Mir geht es nicht um “America first”. Das ist noch das Harmloseste rund um Trump. Für einen amerikanischen Präsidenten kommt Amerika an erster Stelle – so what!? Es geht viel tiefer, und dafür ist Deutschland das viel bessere, weil furchtbar schlechte Beispiel für die Weltenwende. Der Riss, der durch die Gesellschaften vieler westlicher Länder geht, ist bei uns am klarsten und erschreckendsten zu erkennen, vor allem, weil er immer tiefer und breiter wird. Stimmen der Vernunft gibt es kaum noch oder werden kaum noch gehört. Signifikantestes Beispiel: Wer die Flüchtlingspolitik der Bundesregierung als erschreckendes Desaster bezeichnet, erhält Zustimmung aus Ecken, die er verachtet, und Verachtung aus solchen, denen er sich zugehörig fühlt. Die eine Seite will ihn eingemeinden, die andere ausstoßen. Fast so, als gälte die Behauptung, eins und eins sei zwei, als Vereinskutte einer von zwei großen Ultra-Fangruppen.
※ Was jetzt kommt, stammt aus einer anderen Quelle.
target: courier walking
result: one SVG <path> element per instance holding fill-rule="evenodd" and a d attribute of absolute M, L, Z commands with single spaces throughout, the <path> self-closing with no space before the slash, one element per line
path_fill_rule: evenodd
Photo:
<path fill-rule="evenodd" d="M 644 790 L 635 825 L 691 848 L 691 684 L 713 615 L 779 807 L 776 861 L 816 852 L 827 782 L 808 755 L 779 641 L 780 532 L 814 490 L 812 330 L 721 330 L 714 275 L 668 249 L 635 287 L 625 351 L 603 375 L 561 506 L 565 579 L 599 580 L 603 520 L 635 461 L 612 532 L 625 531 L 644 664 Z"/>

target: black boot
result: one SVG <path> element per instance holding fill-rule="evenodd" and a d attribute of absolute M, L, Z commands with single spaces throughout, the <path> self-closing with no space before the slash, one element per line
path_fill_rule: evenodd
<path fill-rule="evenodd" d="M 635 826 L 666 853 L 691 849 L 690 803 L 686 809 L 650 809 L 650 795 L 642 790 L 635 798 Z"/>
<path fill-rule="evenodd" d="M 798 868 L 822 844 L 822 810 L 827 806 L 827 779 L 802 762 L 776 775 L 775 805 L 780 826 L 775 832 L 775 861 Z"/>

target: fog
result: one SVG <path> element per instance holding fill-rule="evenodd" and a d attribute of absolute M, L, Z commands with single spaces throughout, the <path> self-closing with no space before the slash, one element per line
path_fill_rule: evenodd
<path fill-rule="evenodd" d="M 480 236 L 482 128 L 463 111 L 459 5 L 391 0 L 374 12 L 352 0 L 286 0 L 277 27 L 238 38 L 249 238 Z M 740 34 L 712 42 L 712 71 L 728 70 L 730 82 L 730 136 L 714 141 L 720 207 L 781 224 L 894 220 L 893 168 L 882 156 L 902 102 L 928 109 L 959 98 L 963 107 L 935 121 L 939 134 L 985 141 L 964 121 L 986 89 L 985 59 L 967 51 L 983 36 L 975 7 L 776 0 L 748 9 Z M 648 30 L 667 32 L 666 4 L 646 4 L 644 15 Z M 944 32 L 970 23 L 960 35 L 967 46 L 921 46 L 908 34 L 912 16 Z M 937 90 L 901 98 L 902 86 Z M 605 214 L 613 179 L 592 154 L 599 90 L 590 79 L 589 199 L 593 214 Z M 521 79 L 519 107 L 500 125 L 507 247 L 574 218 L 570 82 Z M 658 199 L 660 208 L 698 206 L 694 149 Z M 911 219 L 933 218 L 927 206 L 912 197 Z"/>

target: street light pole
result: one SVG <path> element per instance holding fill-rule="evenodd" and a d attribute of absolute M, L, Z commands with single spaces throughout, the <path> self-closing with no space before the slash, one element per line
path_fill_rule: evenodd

Dabei ist es eine Tatsachenbehauptung.

Die Flüchtlings-(Saum-)Seligkeit, in der die eine Fangruppe lag, ist nach dem umjubelten/ausgepfiffenen Kardinalfehler der Bundeskanzlerin auch für die Initiatorin obsolet geworden, um mal das Wort aus der Trump-Rede zu benutzen, um das semantische Eiertänze aufgeführt werden. Der Beweis liegt klar auf der Hand. Man frage nur einmal einen Flüchtling aus Afghanistan, der seit zwei, drei Jahren bei uns lebt und einen noch nicht entschiedenen Asylantrag gestellt hat. Seit “Wir schaffen das” werden viele zurückgeschickt, haben keine Chance mehr auf Asyl, obwohl wir dazu verpflichtet wären, sie bei uns dauerhaft aufzunehmen (zum Beispiel Angehörige von Dolmetschern für die Bundeswehr). Auch Migranten, die schon lange und friedlich und mehr oder weniger integriert bei uns leben, leiden unter der unter- und schon längst auch überschwelligen Stimmung im Lande, der die Bundesregierung den Weg geebnet hat.  Auch der beliebte Vorzeige-Flüchtling, der Zahnarzt aus Syrien, wird noch darunter leiden. Und die Flucht und Asyl betreffenden Gesetze werden nach der unbegreiflichen Entscheidung, Hunderttausende unkontrolliert ins Land zu lassen, verschärft bzw. viel härter und inhumaner ausgelegt als zuvor.

Alles geht zu Lasten der übergroßen Mehrzahl der neu gekommenen echten Flüchtlinge (also denen, die viel lieber nicht bei uns wären, sondern zu Hause) und der  fast schon verwurzelten Migranten, die sich bereits heimisch gefühlt hatten und jetzt Ausgrenzung spüren.

Und da wären noch die Hunderttausenden, ja Millionen, die auf die gefühlte Einladung hin ihr Bündelchen geschnürt haben, aufgebrochen sind und lange, bevor sie auf ein Schiff oder auf die Balkan-Route kommen, irgendwo in Afrika oder Asien kläglich gescheitert und oft jämmerlich verreckt sind, außerhalb unserer Sichtweite, als Opfer eines wieder einmal unseligen deutschen Sonderwegs. Den zu beklagen, ist kein dumpfbackiger Vereinskutten-Hass gegen alles Fremde, sondern Empathie mit den Fremden, die unter beiden Gesellschaftsgruppen hüben und drüben des tiefen, breiten Risses leiden.

Uff. War das mein Wort zum Montag? Zum Jahr? Zur Zeit? Rausgesprudelt am frühen Morgen, noch unkontrolliert von der freiwilligen Selbstkontrolle im noch schläfrigen Kopf? Egal, ich lasse es stehen. Aber ich erinnere mich auch an den Schluss der Kolumne vom Samstag. Die nächste wird heiterer, hatte ich versprochen. Die Montagsthemen also. Das wird in der Einzahl viel leichter als das, was die Kanzlerin (ob sie dabei an den Nobelpreis gedacht hat?) in unser aller Namen versprochen hat. Ich schaffe das! So ein Hradecky-Gau ist ja auch ein lustiger Slapstick im Vergleich zum Menetekel an der Weltwand.

Na ja, Eintracht-Kuttenträger sehen das vielleicht anders.